Epilepsy and First Aid for Seizures
What is the best first aid for a seizure? Here are some tips if you or someone you love has epilepsy.
- Always carry medical identification. If an emergency occurs, knowledge of your seizure disorder can help the people around you maintain your safety and provide the appropriate treatment.
- Make sure your family, friends, and co-workers know what to do if you have a seizure. (See below.)
- Avoid potential dangers of high places or moving machinery at home, school, or work if you have active seizures. Though there is less risk if your seizures are under control, your attention should focus on the specific risks of certain activities (such as mowing, working around farm machinery, hot appliances, etc.).
- It is important for you to remain active, but you should chose your sports and other activities intelligently . You may want to avoid contact sports, but if your seizures are well controlled, you can lead a normal life. The buddy system works well, so have another person with you who knows you have seizures and what to do if you have one. Activities such as baseball, bike riding, canoeing, horseback riding, or hockey can be made safer by wearing helmets and life jackets and by having another person with you, but this is true for all people.
- If you take anticonvulsant medication, do not suddenly stop taking it or change the dosage without consulting your doctor. The type of anticonvulsant medication you are prescribed depends on the type of epilepsy you have, and the dose is determined by your weight, age, gender, and other factors.
- Be alert to the risks of possible drug interactions between your anticonvulsant drugs and other medications you may take, including over-the-counter drugs. Always call your doctor or pharmacist if you are not sure what interactions could occur before taking any medication. Most pharmacists will do this for you and the Internet has many excellent drug interaction checkers.

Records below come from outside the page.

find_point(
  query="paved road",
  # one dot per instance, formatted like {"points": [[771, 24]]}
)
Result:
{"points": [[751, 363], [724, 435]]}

- Avoid alcohol, as it can interfere with the effectiveness of your medication and may lower the brain's seizure threshold.
What Should I Do for a Person Who Has a Seizure?
If someone is having a seizure:
- Loosen clothing around the person's neck.
- Do not try to hold the person down or restrain him or her, this can result in injury.
- Do not insert any objects in the person's mouth; this can also cause injury.
- Reassure concerned bystanders who may be upset and ask them to give the person room.
- Remove sharp objects (glasses, furniture, and other objects) from around the person to prevent injury.
- After the seizure, it is helpful to lay the person on his or her side to maintain an open airway and prevent the person from inhaling any secretions.
- After a seizure, the person may be confusion and should not be left alone.
- In many cases, especially if the person is known to have epilepsy, it is not necessary to call 911.
- Call 911 if the seizure lasts longer than five minutes, or if another seizure begins soon after the first, or if the person cannot be awakened after the movements have stopped. If you are concerned that something else may be wrong, or the person has another medical condition such as heart disease or diabetes, you should contact a doctor immediately.